Se eu acredito em milagres: claro! Só que minha definição de milagre é: uma seqüência de eventos de baixíssima probabilidade, em uma ordem de ocorrência de baixíssima probabilidade. E, para acabar de vez com a discussão, eu me recuso a acreditar que um Criador de um Universo tão sutil e com regras tão abrangentes, fosse ficar quebrando essas regras, só para extasiar uns caipiras de um planetinha de trampa, da periferia de uma galáxia medíocre, só para receber elogios e sacrifícios. E, para chatear os crentes na Bíblia, o Levítico me parece direitinho um livro de receitas de Ebós. E, do jeito que Jeová gostava de um Injé (sangue sacrificial), parece que os hebreus e os africanos têm, ambos, razão: quem criou o mundo foi Exu. Laroiê!
Discussão - 2 comentários
Oi João! :)Quando vc diz que "[Um] Criador de tudo o que existe teria, necessariamente, que estar, pelo menos em parte, fora do Universo", eu tenho que discordar um pouco.Essa é uma visão Euclidiana, tanto no sentido matemático quanto no sentido físico da palavra. Isso significa que o "agente" sobre um determinado espaço está fora dele, sempre criando "transformações passivas", aonde todo o espaço muda sem participar "ativamente" dessa mudança.Foi só com o advento da Geometria Não-Euclidiana (também chamada de Riemanniana) que essa visão mudou e se tornou mais abrangente, passando a incluir "transformações ativas", aonde o próprio espaço pode colaborar na sua própria mudança. Nessa visão da geometria, tudo é "auto-consistente" e não há necessidade de um "agente externo" para que algo aconteça. E, de verdade, essa é a "mensagem" que Einstein traduziu da matemática para a física, na fora da Teoria da Relatividade Geral.Dessa forma, é possível que o Universo se crie sozinho, sem ações externas de nenhuma natureza. Em compensação, o problema, agora, passa a ser aquele de se preparar um "estado inicial" que dê origem ao nosso Universo: Como é que o "estado inicial" - que evoluiu no Universo que nós conhecemos hoje - se deu origem; quem é que criou esse estado inicial?!É pra responder a essa pergunta que (gente como eu 😉 se estuda Gravitação Quântica! De verdade, hoje, não há uma resposta para essa pergunta acima; mas, isso não quer dizer que as pessoas não estão estudando loucamente pra poder respondê-la o mais rápido possível. Em compensação, é bem verdade que muito (senão tudo) do que se faz em ciência se resume na troca de uma pergunta por outra. Porém, essa "reclassificação", reestruturação, do problema não é tão simplória nem simplista quanto se pode imaginar; muito pelo contrário: É exatamente nessa reestruturação dos problemas que se escondem as grandes revoluções científicas da humanidade.Estou falando isso só pra dizer que a troca do problema de "um criador externo ao universo" para "um criador do estado inicial" não é uma simples arma de retórica: há muito conteúdo (matemático, físico e filosófico) nessa reformulação do problema.Mas, como esse comentário já está se tornando um "post in itself"... me vou, até porque tenho que trabalhar hoje! >;-)Um abração! []'s!

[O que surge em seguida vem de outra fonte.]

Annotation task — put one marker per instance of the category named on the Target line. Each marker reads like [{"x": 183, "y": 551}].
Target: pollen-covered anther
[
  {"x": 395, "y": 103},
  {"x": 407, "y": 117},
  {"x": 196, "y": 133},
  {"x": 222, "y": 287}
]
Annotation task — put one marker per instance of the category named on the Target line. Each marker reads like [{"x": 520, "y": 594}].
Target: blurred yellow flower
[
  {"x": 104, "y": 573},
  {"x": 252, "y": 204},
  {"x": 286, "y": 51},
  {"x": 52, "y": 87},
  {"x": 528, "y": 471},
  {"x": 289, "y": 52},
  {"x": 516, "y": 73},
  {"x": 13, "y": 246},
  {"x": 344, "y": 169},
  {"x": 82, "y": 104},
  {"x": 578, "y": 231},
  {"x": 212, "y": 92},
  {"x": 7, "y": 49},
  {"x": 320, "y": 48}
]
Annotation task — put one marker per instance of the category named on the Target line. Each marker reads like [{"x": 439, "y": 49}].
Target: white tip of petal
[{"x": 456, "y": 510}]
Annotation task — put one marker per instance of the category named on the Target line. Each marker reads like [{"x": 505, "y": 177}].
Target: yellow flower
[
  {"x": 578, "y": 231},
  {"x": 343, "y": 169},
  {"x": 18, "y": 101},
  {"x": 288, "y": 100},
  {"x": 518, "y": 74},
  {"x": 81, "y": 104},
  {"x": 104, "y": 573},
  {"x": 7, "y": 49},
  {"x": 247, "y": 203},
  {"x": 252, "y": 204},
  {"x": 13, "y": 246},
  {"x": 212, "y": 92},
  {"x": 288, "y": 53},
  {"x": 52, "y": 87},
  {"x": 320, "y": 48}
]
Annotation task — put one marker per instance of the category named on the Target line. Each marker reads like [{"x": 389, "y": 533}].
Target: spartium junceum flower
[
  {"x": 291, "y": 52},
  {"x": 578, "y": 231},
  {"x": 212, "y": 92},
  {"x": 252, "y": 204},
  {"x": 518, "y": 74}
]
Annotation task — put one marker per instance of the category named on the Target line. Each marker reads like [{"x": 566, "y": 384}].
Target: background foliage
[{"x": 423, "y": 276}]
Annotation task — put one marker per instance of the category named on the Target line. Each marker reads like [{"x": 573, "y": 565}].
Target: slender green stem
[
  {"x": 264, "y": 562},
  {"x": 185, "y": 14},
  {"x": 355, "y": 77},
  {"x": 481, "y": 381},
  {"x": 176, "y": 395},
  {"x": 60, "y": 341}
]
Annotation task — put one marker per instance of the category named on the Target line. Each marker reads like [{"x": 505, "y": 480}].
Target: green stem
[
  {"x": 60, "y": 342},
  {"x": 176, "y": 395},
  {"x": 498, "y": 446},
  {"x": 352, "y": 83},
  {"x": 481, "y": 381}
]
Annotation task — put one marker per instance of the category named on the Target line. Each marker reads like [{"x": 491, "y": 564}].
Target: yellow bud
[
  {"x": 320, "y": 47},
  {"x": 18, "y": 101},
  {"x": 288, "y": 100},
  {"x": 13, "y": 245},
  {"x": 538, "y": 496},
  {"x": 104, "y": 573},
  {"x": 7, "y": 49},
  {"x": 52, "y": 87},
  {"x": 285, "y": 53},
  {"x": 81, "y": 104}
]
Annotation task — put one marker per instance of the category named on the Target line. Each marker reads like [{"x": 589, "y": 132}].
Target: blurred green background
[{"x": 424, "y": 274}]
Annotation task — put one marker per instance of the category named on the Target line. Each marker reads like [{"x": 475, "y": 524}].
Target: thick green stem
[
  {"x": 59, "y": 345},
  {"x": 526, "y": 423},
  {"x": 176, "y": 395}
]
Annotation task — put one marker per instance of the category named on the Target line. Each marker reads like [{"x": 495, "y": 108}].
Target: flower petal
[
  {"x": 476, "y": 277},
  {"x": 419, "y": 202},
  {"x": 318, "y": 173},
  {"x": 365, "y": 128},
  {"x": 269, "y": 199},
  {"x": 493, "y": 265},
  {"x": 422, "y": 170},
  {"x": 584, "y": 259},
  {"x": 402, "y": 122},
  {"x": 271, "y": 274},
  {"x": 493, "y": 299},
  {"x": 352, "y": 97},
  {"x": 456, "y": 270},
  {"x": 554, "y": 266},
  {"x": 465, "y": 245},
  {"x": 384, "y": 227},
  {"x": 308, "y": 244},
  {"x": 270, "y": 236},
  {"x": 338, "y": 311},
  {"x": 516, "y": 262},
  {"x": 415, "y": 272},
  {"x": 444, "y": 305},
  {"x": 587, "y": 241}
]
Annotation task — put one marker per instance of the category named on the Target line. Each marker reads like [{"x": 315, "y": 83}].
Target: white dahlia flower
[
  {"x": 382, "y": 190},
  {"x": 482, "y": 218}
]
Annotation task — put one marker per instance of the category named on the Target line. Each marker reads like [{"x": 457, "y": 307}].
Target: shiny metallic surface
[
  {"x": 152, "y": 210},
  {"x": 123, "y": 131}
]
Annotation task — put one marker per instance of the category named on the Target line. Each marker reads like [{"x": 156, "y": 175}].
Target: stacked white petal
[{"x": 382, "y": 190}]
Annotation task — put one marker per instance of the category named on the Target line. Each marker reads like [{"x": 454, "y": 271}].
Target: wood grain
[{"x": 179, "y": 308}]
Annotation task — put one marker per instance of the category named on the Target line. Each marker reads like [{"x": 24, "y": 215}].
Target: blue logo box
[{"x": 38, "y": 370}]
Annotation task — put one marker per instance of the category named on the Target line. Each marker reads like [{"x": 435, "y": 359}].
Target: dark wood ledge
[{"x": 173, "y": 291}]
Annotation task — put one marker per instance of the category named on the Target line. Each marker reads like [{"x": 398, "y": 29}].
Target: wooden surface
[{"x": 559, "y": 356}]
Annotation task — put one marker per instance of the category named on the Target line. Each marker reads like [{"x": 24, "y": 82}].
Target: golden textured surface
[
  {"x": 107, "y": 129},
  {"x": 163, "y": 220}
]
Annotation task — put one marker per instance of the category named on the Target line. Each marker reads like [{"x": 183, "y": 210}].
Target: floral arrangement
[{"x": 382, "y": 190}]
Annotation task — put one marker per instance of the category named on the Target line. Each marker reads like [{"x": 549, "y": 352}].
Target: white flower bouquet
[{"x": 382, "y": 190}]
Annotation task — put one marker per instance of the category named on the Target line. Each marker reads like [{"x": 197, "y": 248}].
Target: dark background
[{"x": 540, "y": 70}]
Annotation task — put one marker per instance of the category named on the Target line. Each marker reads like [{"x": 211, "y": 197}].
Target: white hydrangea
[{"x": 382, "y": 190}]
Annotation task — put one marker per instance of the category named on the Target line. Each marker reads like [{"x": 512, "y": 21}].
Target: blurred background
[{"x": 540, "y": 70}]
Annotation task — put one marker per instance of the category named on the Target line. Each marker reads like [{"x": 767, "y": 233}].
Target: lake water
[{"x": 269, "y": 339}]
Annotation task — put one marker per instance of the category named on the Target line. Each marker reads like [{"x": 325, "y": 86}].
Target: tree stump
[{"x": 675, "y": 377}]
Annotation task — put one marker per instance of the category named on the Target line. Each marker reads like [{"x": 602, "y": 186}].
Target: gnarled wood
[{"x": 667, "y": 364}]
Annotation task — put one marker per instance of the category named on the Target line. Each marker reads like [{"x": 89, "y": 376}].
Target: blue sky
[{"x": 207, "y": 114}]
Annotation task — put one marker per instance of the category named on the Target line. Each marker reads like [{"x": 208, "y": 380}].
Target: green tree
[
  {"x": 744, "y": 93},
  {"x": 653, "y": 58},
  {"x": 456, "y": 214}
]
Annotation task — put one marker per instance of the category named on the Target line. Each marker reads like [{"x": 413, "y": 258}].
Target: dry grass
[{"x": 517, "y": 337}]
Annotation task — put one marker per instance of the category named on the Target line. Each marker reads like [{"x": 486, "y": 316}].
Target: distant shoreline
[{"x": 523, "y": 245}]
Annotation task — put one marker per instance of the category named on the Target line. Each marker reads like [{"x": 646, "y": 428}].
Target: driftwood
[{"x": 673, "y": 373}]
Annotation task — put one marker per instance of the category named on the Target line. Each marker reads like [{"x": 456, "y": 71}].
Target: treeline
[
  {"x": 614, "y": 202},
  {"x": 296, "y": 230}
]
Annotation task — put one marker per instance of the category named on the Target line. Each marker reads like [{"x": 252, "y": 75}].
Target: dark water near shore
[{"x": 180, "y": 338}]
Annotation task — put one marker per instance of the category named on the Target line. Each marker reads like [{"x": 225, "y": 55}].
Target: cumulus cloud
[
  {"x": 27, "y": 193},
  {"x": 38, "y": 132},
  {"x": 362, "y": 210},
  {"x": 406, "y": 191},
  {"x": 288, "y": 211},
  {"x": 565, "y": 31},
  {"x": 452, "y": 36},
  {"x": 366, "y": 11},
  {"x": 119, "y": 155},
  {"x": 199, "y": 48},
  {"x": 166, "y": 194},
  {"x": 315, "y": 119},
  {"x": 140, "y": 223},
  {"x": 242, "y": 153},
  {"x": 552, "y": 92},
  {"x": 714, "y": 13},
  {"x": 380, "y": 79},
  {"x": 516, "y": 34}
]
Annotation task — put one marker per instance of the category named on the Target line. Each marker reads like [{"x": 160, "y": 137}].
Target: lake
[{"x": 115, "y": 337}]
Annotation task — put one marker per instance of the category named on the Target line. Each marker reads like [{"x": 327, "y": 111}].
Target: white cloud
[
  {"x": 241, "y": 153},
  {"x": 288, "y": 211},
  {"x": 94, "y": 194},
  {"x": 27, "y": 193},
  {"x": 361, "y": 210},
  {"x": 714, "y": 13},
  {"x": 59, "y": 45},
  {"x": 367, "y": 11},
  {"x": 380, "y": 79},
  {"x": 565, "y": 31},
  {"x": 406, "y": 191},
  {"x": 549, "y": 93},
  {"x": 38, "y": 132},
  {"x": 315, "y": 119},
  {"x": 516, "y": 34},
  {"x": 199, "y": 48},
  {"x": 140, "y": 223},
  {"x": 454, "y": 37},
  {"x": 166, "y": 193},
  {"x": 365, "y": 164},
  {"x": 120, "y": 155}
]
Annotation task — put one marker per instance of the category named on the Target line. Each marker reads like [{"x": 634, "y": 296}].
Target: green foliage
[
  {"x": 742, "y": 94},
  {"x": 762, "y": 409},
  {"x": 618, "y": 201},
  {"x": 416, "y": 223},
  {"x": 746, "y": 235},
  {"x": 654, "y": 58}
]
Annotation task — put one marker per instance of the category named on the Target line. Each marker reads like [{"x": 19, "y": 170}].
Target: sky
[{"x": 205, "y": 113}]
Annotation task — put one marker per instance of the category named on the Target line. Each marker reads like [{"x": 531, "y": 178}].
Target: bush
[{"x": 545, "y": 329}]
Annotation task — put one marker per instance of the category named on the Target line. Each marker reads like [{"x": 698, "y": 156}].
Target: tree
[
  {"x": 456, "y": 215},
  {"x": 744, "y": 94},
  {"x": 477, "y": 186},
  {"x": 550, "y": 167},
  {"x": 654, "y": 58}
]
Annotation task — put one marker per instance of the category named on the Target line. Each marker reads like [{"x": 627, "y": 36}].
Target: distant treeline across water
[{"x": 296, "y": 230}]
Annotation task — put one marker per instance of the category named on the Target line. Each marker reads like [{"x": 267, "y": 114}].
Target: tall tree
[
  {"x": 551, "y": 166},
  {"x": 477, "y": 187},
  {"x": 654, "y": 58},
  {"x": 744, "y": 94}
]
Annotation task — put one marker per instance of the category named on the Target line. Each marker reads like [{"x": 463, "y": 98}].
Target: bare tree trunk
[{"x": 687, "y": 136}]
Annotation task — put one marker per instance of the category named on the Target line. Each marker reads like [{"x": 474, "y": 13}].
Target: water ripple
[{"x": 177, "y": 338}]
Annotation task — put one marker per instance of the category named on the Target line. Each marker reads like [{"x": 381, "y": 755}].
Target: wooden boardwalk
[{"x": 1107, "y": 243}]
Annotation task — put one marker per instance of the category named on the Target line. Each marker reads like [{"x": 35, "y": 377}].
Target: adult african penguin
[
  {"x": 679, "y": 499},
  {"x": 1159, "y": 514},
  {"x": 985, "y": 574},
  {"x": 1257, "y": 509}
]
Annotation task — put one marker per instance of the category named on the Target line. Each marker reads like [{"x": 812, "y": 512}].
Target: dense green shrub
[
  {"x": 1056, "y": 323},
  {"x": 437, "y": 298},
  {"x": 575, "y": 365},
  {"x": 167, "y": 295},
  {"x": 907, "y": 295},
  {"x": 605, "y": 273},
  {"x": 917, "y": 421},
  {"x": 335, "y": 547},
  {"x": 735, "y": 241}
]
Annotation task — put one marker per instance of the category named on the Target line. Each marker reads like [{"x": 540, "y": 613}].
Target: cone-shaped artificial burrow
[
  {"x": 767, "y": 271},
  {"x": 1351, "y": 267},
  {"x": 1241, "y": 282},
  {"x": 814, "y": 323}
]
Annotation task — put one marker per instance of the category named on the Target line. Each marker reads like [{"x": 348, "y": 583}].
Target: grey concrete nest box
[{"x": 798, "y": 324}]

Em primeiro lugar, desculpe pela demora na resposta.Eu não duvido que o Universo Físico esteja se auto-criando. Mas, como eu sou místico e acredito em um propósito para a existência do Universo, esse propósito teria que ser maior do que o Universo.Nada científico; apenas uma questão de "achismo" religioso e totalmente dissociado da turma do Intelligent Design.Eu, por convicção, acho que fé e ciência são antagônicos. A fé implica em não haver sistema axiomático suficiente.